Emilia Bicchieri nació en Vercelli en 1238. Como perdió a su madre desde muy joven, Emilia se puso bajo la protección de la Madre de Dios. Consagrada totalmente a hacer casa a su padre, la joven desarrolló poco a poco una gran aversión por las cosas del mundo. El padre de Emilia, que era un hombre bueno, proyectaba para su hija un matrimonio respetable, que consideraba lo más conveniente y benéfico para Emilia, para su futuro esposo y para sí mismo. Pero a la edad de dieciséis años, la joven echó por tierra sus proyectos, al anunciarle que deseaba ser religiosa. Al principio, Pedro Bicchieri se negó rotundamente a dejarla partir, pero, como era un hombre cristiano y razonable, acabó por ceder a sus ruegos. Pero no se contentó con eso, sino que fundó en Vercelli un convento, del que su hija Emilia fue abadesa a los veinte años.

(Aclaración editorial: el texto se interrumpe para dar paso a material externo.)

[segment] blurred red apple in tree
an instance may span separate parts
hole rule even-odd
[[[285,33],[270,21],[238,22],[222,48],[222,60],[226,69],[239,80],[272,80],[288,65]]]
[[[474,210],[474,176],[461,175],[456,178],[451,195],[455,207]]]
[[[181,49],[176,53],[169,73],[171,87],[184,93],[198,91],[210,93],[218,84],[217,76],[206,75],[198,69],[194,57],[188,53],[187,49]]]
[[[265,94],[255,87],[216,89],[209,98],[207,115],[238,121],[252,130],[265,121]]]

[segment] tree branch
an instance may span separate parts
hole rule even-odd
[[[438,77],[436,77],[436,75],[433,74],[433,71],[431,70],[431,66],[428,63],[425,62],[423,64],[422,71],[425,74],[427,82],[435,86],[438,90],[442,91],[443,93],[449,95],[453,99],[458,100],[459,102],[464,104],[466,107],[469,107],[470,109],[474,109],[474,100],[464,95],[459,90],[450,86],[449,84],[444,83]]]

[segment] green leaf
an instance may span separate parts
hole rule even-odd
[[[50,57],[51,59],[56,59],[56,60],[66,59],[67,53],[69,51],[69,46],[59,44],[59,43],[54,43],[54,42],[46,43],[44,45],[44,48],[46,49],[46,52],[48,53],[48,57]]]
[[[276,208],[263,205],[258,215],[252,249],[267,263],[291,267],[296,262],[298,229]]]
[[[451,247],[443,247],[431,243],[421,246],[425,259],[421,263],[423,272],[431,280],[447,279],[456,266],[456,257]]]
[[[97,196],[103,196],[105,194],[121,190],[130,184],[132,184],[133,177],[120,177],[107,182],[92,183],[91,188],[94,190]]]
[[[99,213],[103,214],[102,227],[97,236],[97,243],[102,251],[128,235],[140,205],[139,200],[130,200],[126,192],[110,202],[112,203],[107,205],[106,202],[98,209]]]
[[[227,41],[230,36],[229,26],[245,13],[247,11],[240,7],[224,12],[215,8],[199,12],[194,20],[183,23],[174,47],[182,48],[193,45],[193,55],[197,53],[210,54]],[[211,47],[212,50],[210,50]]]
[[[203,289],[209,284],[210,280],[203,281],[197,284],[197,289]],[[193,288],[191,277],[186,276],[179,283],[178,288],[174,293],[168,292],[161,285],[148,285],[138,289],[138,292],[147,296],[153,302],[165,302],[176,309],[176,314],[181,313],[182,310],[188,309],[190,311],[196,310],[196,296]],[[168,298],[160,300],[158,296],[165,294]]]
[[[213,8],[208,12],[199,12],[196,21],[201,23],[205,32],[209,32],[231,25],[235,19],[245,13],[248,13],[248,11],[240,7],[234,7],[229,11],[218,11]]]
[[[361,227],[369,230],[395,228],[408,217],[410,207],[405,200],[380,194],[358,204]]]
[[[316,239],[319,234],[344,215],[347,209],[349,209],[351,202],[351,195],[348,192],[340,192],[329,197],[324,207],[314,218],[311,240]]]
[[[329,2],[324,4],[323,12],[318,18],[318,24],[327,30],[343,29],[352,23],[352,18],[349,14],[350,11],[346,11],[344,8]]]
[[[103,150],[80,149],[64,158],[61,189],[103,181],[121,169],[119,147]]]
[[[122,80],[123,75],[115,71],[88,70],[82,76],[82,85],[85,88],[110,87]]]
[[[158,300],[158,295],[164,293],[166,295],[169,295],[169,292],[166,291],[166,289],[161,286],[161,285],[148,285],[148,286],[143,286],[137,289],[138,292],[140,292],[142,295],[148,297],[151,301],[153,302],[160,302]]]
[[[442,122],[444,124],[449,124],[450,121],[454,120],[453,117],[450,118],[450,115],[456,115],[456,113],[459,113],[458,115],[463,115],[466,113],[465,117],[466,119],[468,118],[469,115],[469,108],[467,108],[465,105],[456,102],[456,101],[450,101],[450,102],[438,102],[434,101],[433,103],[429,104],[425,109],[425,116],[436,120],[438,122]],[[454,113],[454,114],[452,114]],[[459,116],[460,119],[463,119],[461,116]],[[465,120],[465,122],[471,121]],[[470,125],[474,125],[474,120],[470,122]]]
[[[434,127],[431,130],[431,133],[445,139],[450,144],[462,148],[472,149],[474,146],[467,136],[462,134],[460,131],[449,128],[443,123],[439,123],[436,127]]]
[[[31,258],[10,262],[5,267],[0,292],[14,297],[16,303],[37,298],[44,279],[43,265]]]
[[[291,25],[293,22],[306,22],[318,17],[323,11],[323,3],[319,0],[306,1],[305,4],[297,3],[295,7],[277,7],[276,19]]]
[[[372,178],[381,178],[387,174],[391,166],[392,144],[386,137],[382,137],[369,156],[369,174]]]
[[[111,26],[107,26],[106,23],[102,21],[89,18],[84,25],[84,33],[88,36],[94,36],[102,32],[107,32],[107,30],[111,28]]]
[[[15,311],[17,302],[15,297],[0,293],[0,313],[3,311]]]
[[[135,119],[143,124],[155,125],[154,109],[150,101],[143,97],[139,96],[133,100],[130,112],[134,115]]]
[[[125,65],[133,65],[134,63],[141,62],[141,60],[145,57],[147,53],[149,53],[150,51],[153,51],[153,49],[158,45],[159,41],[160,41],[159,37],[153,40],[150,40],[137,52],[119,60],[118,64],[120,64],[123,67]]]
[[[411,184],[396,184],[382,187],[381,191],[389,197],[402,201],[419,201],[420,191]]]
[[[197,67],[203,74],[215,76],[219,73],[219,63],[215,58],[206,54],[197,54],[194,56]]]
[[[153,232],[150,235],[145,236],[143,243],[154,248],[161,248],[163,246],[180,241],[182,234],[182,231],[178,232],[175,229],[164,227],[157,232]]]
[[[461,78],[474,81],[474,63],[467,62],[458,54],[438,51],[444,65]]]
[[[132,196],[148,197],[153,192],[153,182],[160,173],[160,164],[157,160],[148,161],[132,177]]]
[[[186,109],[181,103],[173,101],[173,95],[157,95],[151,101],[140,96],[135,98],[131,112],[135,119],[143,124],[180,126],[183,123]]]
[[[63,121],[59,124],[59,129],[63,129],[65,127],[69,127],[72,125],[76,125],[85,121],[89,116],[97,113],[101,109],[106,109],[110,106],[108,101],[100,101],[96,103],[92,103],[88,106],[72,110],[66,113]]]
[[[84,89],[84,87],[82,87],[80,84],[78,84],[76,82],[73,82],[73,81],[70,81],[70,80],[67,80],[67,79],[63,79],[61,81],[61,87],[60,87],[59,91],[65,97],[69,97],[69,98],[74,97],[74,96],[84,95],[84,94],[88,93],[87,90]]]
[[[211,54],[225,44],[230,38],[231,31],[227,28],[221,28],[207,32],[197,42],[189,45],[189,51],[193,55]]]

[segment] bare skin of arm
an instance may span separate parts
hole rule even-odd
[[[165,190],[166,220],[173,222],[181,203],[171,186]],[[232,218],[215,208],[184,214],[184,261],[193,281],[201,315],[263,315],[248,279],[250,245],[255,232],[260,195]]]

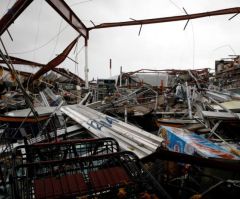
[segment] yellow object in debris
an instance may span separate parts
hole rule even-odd
[[[230,148],[230,152],[234,155],[240,156],[240,151],[238,149]]]
[[[153,194],[151,199],[159,199],[159,198],[155,194]]]
[[[240,101],[239,100],[231,100],[228,102],[223,102],[223,103],[221,103],[221,105],[230,110],[240,109]],[[216,110],[222,110],[222,107],[220,107],[219,105],[213,105],[213,107]]]
[[[191,197],[191,199],[201,199],[202,195],[201,194],[196,194]]]
[[[3,68],[0,68],[0,77],[3,76]]]
[[[151,195],[148,192],[141,193],[141,199],[151,199]]]
[[[117,196],[120,199],[126,198],[126,196],[127,196],[126,190],[124,188],[119,188]]]
[[[14,81],[16,81],[16,76],[14,74],[11,74],[10,79],[14,82]]]

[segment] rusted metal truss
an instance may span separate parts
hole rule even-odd
[[[36,74],[34,74],[29,82],[31,83],[32,81],[41,77],[43,74],[47,73],[48,71],[54,69],[56,66],[61,64],[66,59],[67,55],[72,50],[73,46],[77,43],[78,39],[79,39],[79,36],[76,39],[74,39],[74,41],[72,41],[61,54],[59,54],[53,60],[48,62],[46,66],[42,67]]]
[[[88,38],[88,29],[64,0],[46,0],[46,2],[85,39]]]
[[[8,29],[8,27],[16,20],[16,18],[31,4],[33,0],[18,0],[9,9],[9,11],[1,18],[0,20],[0,36]],[[181,21],[181,20],[190,20],[202,17],[210,17],[217,15],[226,15],[226,14],[234,14],[235,17],[240,13],[240,7],[215,10],[209,12],[202,12],[196,14],[188,14],[180,15],[180,16],[172,16],[172,17],[163,17],[163,18],[154,18],[154,19],[143,19],[143,20],[132,20],[125,22],[113,22],[113,23],[102,23],[99,25],[94,25],[94,27],[87,28],[82,21],[77,17],[74,11],[65,3],[64,0],[46,0],[46,2],[56,11],[60,16],[62,16],[76,31],[80,33],[81,36],[85,38],[87,41],[89,36],[89,31],[92,29],[100,29],[100,28],[110,28],[110,27],[118,27],[118,26],[131,26],[131,25],[143,25],[143,24],[153,24],[153,23],[165,23],[172,21]],[[230,19],[232,19],[231,17]],[[39,78],[44,73],[49,70],[54,69],[57,65],[59,65],[62,61],[65,60],[66,55],[70,52],[72,47],[74,46],[76,40],[72,42],[59,56],[50,61],[47,65],[36,64],[31,61],[24,61],[19,58],[11,59],[14,64],[26,64],[26,65],[36,65],[42,67],[33,77],[32,81]],[[0,63],[1,60],[0,60]]]
[[[209,11],[209,12],[196,13],[196,14],[186,14],[186,15],[173,16],[173,17],[162,17],[162,18],[154,18],[154,19],[102,23],[102,24],[99,24],[99,25],[89,28],[89,30],[100,29],[100,28],[119,27],[119,26],[133,26],[133,25],[143,25],[143,24],[166,23],[166,22],[172,22],[172,21],[190,20],[190,19],[197,19],[197,18],[210,17],[210,16],[237,14],[239,12],[240,12],[240,7],[234,7],[234,8],[228,8],[228,9],[222,9],[222,10],[215,10],[215,11]]]
[[[8,29],[8,27],[18,18],[18,16],[32,3],[33,0],[18,0],[8,10],[8,12],[0,20],[0,36]]]
[[[0,65],[0,68],[1,68],[0,70],[9,71],[11,74],[13,74],[12,71],[5,66]],[[23,71],[19,71],[19,70],[15,70],[15,71],[17,72],[17,74],[19,74],[23,77],[29,77],[31,75],[31,73],[28,73],[28,72],[23,72]]]
[[[54,68],[54,69],[52,69],[52,71],[62,75],[63,77],[68,78],[69,80],[71,79],[73,82],[74,82],[74,80],[76,80],[80,83],[84,83],[84,80],[82,78],[80,78],[78,75],[75,75],[74,73],[72,73],[70,71],[66,71],[64,68]]]
[[[32,61],[29,61],[29,60],[25,60],[25,59],[20,59],[18,57],[13,57],[13,56],[9,56],[9,59],[8,61],[12,64],[21,64],[21,65],[27,65],[27,66],[34,66],[34,67],[45,67],[46,65],[45,64],[41,64],[41,63],[37,63],[37,62],[32,62]],[[0,64],[4,64],[5,62],[3,60],[0,60]],[[8,68],[4,67],[4,66],[1,66],[4,70],[7,70],[9,71]],[[77,75],[69,72],[66,73],[64,69],[62,68],[53,68],[52,71],[68,78],[68,79],[79,79],[80,82],[84,82],[84,80],[82,80],[80,77],[78,77]],[[22,71],[17,71],[17,74],[20,74],[20,75],[23,75],[23,76],[26,76],[26,77],[29,77],[31,75],[31,73],[27,73],[27,72],[22,72]]]
[[[17,19],[17,17],[32,3],[33,0],[18,0],[0,20],[0,36]],[[85,39],[88,39],[88,29],[64,0],[46,0],[46,2],[63,17]]]
[[[17,17],[30,5],[33,0],[18,0],[9,9],[9,11],[1,18],[0,20],[0,36],[8,29],[8,27],[17,19]],[[63,17],[76,31],[80,33],[81,36],[88,39],[88,29],[81,22],[81,20],[77,17],[77,15],[73,12],[73,10],[65,3],[64,0],[46,0],[46,2],[51,5],[51,7],[58,12],[58,14]],[[9,61],[12,64],[24,64],[30,66],[39,66],[42,67],[32,78],[31,80],[35,80],[39,78],[44,73],[53,69],[61,62],[66,59],[66,56],[69,54],[78,38],[75,39],[59,56],[50,61],[47,65],[39,64],[36,62],[16,58],[9,57]],[[5,63],[3,60],[0,60],[0,63]],[[55,71],[58,72],[58,71]]]
[[[9,56],[8,61],[11,64],[22,64],[22,65],[39,66],[39,67],[45,66],[44,64],[40,64],[40,63],[37,63],[37,62],[33,62],[33,61],[29,61],[29,60],[25,60],[25,59],[21,59],[21,58],[18,58],[18,57],[13,57],[13,56]],[[4,63],[5,63],[4,60],[0,60],[0,64],[4,64]]]

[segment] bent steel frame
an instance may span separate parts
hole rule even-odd
[[[102,23],[102,24],[99,24],[99,25],[89,28],[89,30],[100,29],[100,28],[112,28],[112,27],[119,27],[119,26],[133,26],[133,25],[143,25],[143,24],[166,23],[166,22],[183,21],[183,20],[190,20],[190,19],[197,19],[197,18],[203,18],[203,17],[218,16],[218,15],[236,14],[236,13],[240,13],[240,7],[227,8],[227,9],[222,9],[222,10],[214,10],[214,11],[209,11],[209,12],[201,12],[201,13],[196,13],[196,14],[172,16],[172,17],[131,20],[131,21],[113,22],[113,23]]]
[[[64,0],[46,0],[46,2],[85,39],[88,39],[88,29]]]
[[[8,27],[18,18],[18,16],[32,3],[33,0],[18,0],[8,10],[8,12],[0,20],[0,36],[8,29]]]
[[[0,36],[21,15],[33,0],[18,0],[0,20]],[[64,0],[46,0],[77,32],[88,39],[88,29]]]

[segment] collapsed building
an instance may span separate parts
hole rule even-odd
[[[31,2],[14,3],[0,20],[0,35]],[[46,2],[79,36],[47,64],[10,57],[1,42],[0,92],[8,98],[0,117],[0,195],[238,198],[240,97],[223,86],[238,87],[239,57],[217,64],[216,76],[207,68],[138,70],[91,84],[87,47],[94,29],[189,21],[239,8],[87,28],[65,1]],[[84,80],[56,68],[79,37],[85,42]],[[16,70],[18,64],[38,68],[30,74]],[[152,122],[156,128],[147,129]]]

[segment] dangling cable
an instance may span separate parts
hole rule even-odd
[[[31,99],[30,99],[29,95],[27,94],[26,90],[23,88],[23,85],[21,84],[21,82],[20,82],[20,80],[19,80],[19,77],[18,77],[18,75],[17,75],[17,73],[16,73],[16,71],[15,71],[15,69],[14,69],[14,67],[13,67],[13,65],[12,65],[12,63],[11,63],[11,59],[10,59],[10,57],[9,57],[9,55],[8,55],[8,52],[7,52],[7,50],[6,50],[6,47],[5,47],[5,45],[4,45],[1,37],[0,37],[0,42],[1,42],[2,46],[3,46],[3,49],[4,49],[5,54],[6,54],[6,56],[5,56],[5,55],[3,54],[3,52],[2,52],[2,50],[0,49],[0,56],[2,57],[2,59],[4,60],[4,62],[6,63],[6,65],[8,66],[9,70],[12,72],[12,74],[16,77],[16,81],[17,81],[17,83],[18,83],[18,85],[19,85],[19,88],[21,89],[21,91],[22,91],[22,93],[23,93],[23,96],[24,96],[24,98],[25,98],[25,101],[26,101],[28,107],[31,109],[31,111],[32,111],[32,113],[33,113],[33,115],[34,115],[34,118],[35,118],[36,121],[38,122],[38,113],[37,113],[36,110],[34,109],[33,104],[32,104],[32,102],[31,102]],[[38,122],[38,127],[39,127],[39,129],[41,129],[41,128],[40,128],[40,125],[39,125],[39,122]]]

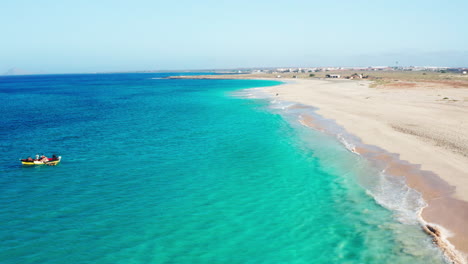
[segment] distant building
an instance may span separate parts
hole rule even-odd
[[[351,79],[351,80],[353,80],[353,79],[362,79],[362,78],[363,78],[362,74],[357,74],[357,73],[354,73],[351,76],[346,77],[346,79]]]
[[[325,77],[327,77],[327,78],[340,78],[341,75],[339,75],[339,74],[327,74],[327,75],[325,75]]]

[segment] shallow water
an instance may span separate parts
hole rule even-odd
[[[379,169],[238,93],[276,82],[167,75],[0,77],[1,263],[443,262]]]

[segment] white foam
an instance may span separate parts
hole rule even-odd
[[[356,145],[354,145],[350,141],[346,140],[345,137],[343,136],[343,134],[338,134],[336,137],[345,146],[345,148],[347,150],[351,151],[354,154],[359,155],[359,153],[357,153],[357,151],[356,151]]]
[[[293,105],[294,104],[287,103],[287,102],[284,102],[284,101],[272,100],[270,107],[272,109],[286,110],[286,109],[290,108]]]
[[[232,92],[232,95],[248,99],[264,99],[266,97],[263,88],[249,88],[240,91],[235,91]]]
[[[421,193],[406,185],[403,177],[387,175],[385,170],[377,175],[376,184],[367,186],[367,193],[381,206],[394,212],[404,224],[421,223],[420,212],[427,206]]]

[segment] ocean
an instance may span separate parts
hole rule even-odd
[[[169,75],[0,77],[0,263],[444,263],[279,82]]]

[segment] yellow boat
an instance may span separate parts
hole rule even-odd
[[[49,161],[43,162],[39,160],[31,160],[31,159],[22,159],[21,164],[23,165],[49,165],[49,166],[55,166],[59,164],[60,160],[62,160],[61,156],[58,156],[56,158],[49,158]]]

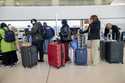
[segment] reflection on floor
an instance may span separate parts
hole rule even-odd
[[[125,83],[125,64],[76,66],[67,63],[56,69],[46,61],[26,69],[21,61],[14,67],[0,66],[0,83]]]

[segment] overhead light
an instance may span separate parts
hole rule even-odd
[[[112,3],[111,5],[125,5],[125,3]]]
[[[125,5],[125,0],[113,0],[111,5]]]

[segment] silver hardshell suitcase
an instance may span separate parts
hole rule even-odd
[[[24,67],[33,67],[37,65],[38,53],[35,46],[23,46],[21,47],[22,65]]]

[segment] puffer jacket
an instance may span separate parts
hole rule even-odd
[[[0,40],[0,50],[1,53],[11,52],[16,50],[16,41],[14,42],[6,42],[3,38],[5,35],[5,31],[0,28],[0,36],[2,37]]]

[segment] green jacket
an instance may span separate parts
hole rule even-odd
[[[2,53],[11,52],[16,50],[16,42],[6,42],[3,38],[5,31],[0,28],[0,36],[2,37],[0,41],[0,50]]]

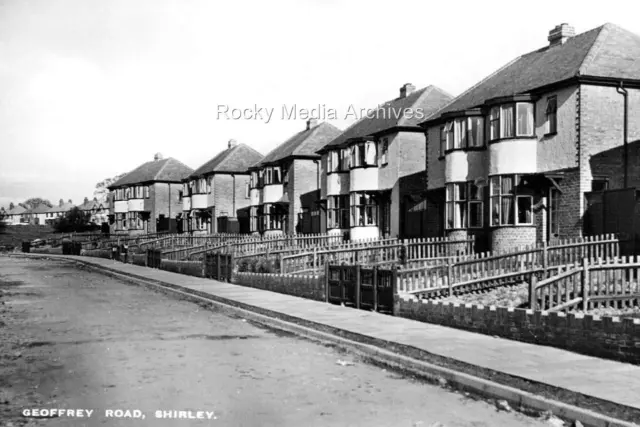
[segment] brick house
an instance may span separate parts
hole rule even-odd
[[[89,200],[88,197],[84,198],[84,202],[77,206],[85,214],[90,215],[89,221],[96,225],[102,225],[109,221],[109,201],[98,200],[94,197],[93,200]]]
[[[25,212],[25,215],[28,218],[29,224],[32,225],[45,225],[46,224],[46,214],[49,211],[50,207],[41,203],[38,206],[28,209]]]
[[[451,100],[443,90],[411,84],[318,151],[322,155],[323,232],[353,240],[418,237],[405,211],[425,184],[425,135],[418,122]]]
[[[254,234],[319,233],[321,147],[340,129],[308,120],[293,135],[250,168],[250,231]]]
[[[261,159],[262,154],[232,139],[227,149],[189,175],[182,187],[183,231],[248,232],[248,169]]]
[[[548,41],[422,123],[433,235],[470,233],[482,250],[577,237],[585,194],[622,188],[619,151],[602,153],[625,123],[640,137],[640,37],[561,24]]]
[[[64,200],[60,199],[57,206],[52,206],[45,212],[45,224],[53,225],[58,218],[65,216],[73,207],[71,200],[65,203]]]
[[[9,209],[7,211],[4,220],[8,225],[28,224],[29,218],[27,216],[27,208],[22,205],[14,206],[13,209]]]
[[[129,234],[177,230],[182,214],[182,181],[193,169],[160,153],[108,189],[110,232]]]

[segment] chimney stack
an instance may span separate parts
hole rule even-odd
[[[158,160],[162,160],[162,158],[163,158],[163,157],[162,157],[162,154],[161,154],[161,153],[156,153],[156,155],[155,155],[155,156],[153,156],[153,160],[154,160],[154,161],[156,161],[156,162],[157,162]]]
[[[71,199],[69,199],[69,201],[68,201],[67,203],[69,203],[70,205],[72,205],[72,204],[73,204],[73,202],[71,201]]]
[[[62,206],[64,205],[64,200],[60,199],[60,201],[58,202],[58,206]]]
[[[318,119],[309,119],[307,120],[307,130],[318,126]]]
[[[411,95],[411,93],[416,90],[416,87],[411,83],[406,83],[404,86],[400,88],[400,98],[406,98]]]
[[[238,141],[236,141],[235,139],[229,140],[229,148],[235,147],[236,145],[238,145]]]
[[[576,30],[569,24],[563,23],[549,31],[549,46],[558,46],[564,44],[571,37],[576,35]]]

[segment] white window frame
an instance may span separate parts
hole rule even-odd
[[[490,226],[491,227],[509,227],[509,226],[519,226],[519,225],[533,225],[535,222],[534,212],[533,212],[533,195],[526,194],[525,192],[518,190],[518,184],[520,179],[522,179],[523,175],[520,174],[507,174],[507,175],[494,175],[489,178],[489,218],[490,218]],[[504,194],[502,192],[502,180],[504,178],[511,178],[513,180],[512,184],[512,192],[509,194]],[[496,191],[496,185],[497,190]],[[505,222],[503,218],[503,201],[504,199],[511,199],[511,216],[513,217],[513,223]],[[519,211],[518,211],[518,199],[520,198],[528,198],[530,200],[530,221],[529,222],[520,222]],[[497,208],[496,208],[497,207]],[[497,217],[495,215],[497,209]],[[496,221],[497,219],[497,221]]]

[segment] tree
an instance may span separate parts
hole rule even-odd
[[[117,180],[119,180],[125,175],[126,174],[121,173],[120,175],[116,175],[113,178],[106,178],[100,181],[99,183],[96,184],[96,189],[93,192],[93,195],[99,199],[104,199],[109,193],[109,189],[107,187],[109,187],[111,184],[113,184],[114,182],[116,182]]]
[[[52,206],[51,202],[47,199],[43,199],[41,197],[32,197],[30,199],[25,200],[24,202],[22,202],[22,206],[28,208],[28,209],[33,209],[36,206],[40,206],[40,205],[47,205],[49,207]]]
[[[53,228],[59,233],[80,233],[94,231],[98,227],[91,222],[91,213],[73,207],[53,224]]]
[[[9,203],[9,210],[11,210],[11,209],[13,209],[15,207],[16,207],[16,205],[14,205],[13,202]]]

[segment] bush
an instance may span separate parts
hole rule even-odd
[[[238,260],[237,267],[240,273],[280,273],[280,262],[273,256],[242,258]]]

Las religiosas estaban bajo la dirección de los dominicos, por ello, según una de las teorías sobre los orígenes de las terceras órdenes, fue ése el primer convento de Terciarias Regulares de Santo Domingo. A pesar de que aceptó el cargo de abadesa contra su voluntad, la beata Emilia gobernó con tacto y prudencia; jamás aconsejaba a sus religiosas algo que no practicase ella misma y evitaba en cuanto era posible las conversaciones en el recibidor con las damas principales de Vercelli. Insistía sobre todo en que sus religiosas no perdiesen nunca de vista el fin de sus acciones y las realizasen con pureza de intención; si no, según solía decir, la religiosa será como quien va al mercado sin saber qué quiere y cuál es el precio de la mercancía. La gloria de Dios debía ser el fin último de todos sus actos y la base de la obediencia religiosa.
Aunque era una «época de fervor», en aquellos tiempos no se acostumbraba comulgar diariamente. La beata Emilia se distinguió por la fidelidad con que aprovechaba el privilegio de comulgar tres veces por semana, además de los días de fiesta. También se distinguió por el espíritu de agradecimiento a Dios y a los hombres y por el amor a la oración litúrgica. Entre otros milagros, se le atribuye el de haber extinguido con la señal de la cruz un incendio en el convento; pero hay que confesar que ese milagro es un lugar común de la hagiología, y muchos hagiógrafos lo consideraban simplemente como una manera de expresar la santidad de sus biografiados. Se cuenta que la beata Emilia tuvo muchas visiones de Dios, y de la Santísima Virgen, y que participó místicamente de los dolores de la Pasión del Señor, sobre todo de la coronación de espinas. La beata murió el 3 de mayo de 1314, precisamente el día en que cumplía setenta y seis años. Su culto fue aprobado en 1769.
Ver Acta Sanctorum, mayo, vol. VII, apéndice; Ganay, Les bienheureuses dominicaines, pp. 121 ss.; Mortier, Maitres généraux O. P., vol. II, p. 9; y P.B. Berro: La Beata Emilia (1914). Se encontrará una bibliografía más completa en el Catalogas Hagiographicus de Taurisano, p. 17.